Unlike full-text fields, the string attributes are stored as they are received and cannot be used in full-text searches. Instead they are returned in results, they can be used in WHERE clause for literal comparison or REGEX filtering and they can be used for sorting and aggregation. In general it’s recommended to not store large texts in string attributes, but use string attributes for metadata like names, titles, tags, keys. String attributes are stored in the blob component, along with MVAs and JSON attributes, for which it can be set how to be loaded in memory (see Index files).
Integer type allows 32 bit unsigned integer values. Integers can be stored in shorter sizes than 32 bit by specifying a bit count. For example if we want to store a numeric value which we know is not going to be bigger than 8, the integer can be defined as
sql_attr_uint = myattr:3
Bitcount integers perform slowly than the full size ones, but they require less RAM. The bitcount integers are saved in 32-bit chunks, to save space they should be grouped at the end of attributes definitions (otherwise a bitcount integer between 2 full-size integers will occupy 32 bits as well).

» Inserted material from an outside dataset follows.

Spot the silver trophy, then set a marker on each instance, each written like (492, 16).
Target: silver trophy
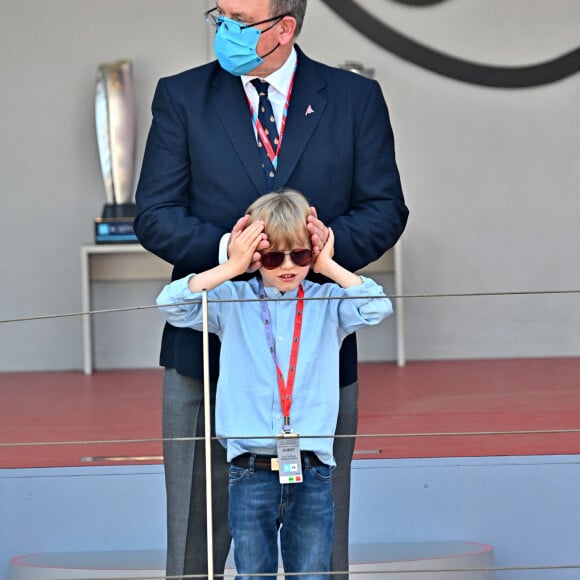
(116, 127)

Big integers are 64-bit wide signed integers.
Timestamp allows to represent a unix timestamp which is stored as a 32-bit integer. For timestamps a family of date and time functions are available.
Real numbers can be stored as 32-bit IEEE 754 single precision floats. Unlike integer types, equal comparison of floats is forbidden due to rounding errors. A near equal can be used instead, by checking the absolute error margin:
SELECT ABS(a-b) <= 0.00001
where 0.00001 is a chosen accepted tolerance.

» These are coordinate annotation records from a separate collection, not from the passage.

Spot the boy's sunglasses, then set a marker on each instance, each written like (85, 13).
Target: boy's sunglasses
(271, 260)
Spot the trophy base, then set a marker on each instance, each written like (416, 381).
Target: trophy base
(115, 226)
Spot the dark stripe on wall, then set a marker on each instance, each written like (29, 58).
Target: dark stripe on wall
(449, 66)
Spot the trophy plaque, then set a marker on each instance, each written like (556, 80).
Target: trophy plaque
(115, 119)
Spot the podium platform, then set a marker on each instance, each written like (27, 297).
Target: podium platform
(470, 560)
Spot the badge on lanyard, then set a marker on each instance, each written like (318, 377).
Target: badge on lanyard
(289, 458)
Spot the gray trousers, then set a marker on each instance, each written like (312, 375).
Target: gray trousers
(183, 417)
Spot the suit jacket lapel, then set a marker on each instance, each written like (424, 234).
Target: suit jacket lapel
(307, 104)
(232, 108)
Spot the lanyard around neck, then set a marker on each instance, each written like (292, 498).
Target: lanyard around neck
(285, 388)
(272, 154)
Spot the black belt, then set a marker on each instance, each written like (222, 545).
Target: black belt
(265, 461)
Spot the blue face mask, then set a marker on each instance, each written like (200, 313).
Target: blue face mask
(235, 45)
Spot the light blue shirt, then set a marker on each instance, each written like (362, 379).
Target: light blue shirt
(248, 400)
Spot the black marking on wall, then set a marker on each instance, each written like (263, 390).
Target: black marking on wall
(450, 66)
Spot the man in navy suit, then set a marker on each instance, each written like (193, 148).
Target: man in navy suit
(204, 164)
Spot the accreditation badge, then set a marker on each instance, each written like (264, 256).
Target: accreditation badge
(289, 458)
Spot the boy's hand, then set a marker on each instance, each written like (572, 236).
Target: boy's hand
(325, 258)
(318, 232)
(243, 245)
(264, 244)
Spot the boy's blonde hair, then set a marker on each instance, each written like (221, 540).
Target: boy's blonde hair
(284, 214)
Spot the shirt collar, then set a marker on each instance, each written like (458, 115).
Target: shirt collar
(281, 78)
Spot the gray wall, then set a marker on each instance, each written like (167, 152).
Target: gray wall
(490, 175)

Another alternative, which can also be used to perform
IN(attr,val1,val2,val3) is to compare floats as integers by choosing a multiplier factor and convert the floats to integers in operations.
SELECT IN(attr,2.0,2.5,3.5) ...
can be made as
SELECT IN(CEIL(attr*100),200,250,350) ....
Allows storing JSON objects for schema-less data. JSON properties can be used in most operations and special functions like ALL(), ANY(), GREATEST(), LEAST() and INDEXOF() allow traversal of property arrays.
Text properties are treated same as strings so it’s not possible to use them in full-text matches expressions, but string functions like REGEX can be used.
In case of JSON properties, enforcing data type is required to be casted in some situations for proper functionality. For example in case of float values DOUBLE() must be used for proper sorting:
SELECT * FROM myindex ORDER BY DOUBLE (myjson.myfloat) DESC
JSON objects as well as their properties can be tested against NULL with IS (NOT) NULL operator.
JSON attributes are stored in the blob component along with string and MVA attributes (see Index files).
It’s a special type that allows storing variable-length lists of 32-bit unsigned integers. It can be used to store one-to-many numeric values like tags, product categories, properties. It supports filtering and aggregation, but not sorting. Filtering can made of condition that requires at least one element to pass (using ANY()) or all (using ALL()). Information like least or greatest element and length of the list can be extracted.
MVA attributes are stored in the blob component along with string and JSON attributes (see Index files).
Multi-value big integer¶
It’s a special type that allows storing variable-length lists of 64-bit signed integers. It has the same functionality as multi-value integer.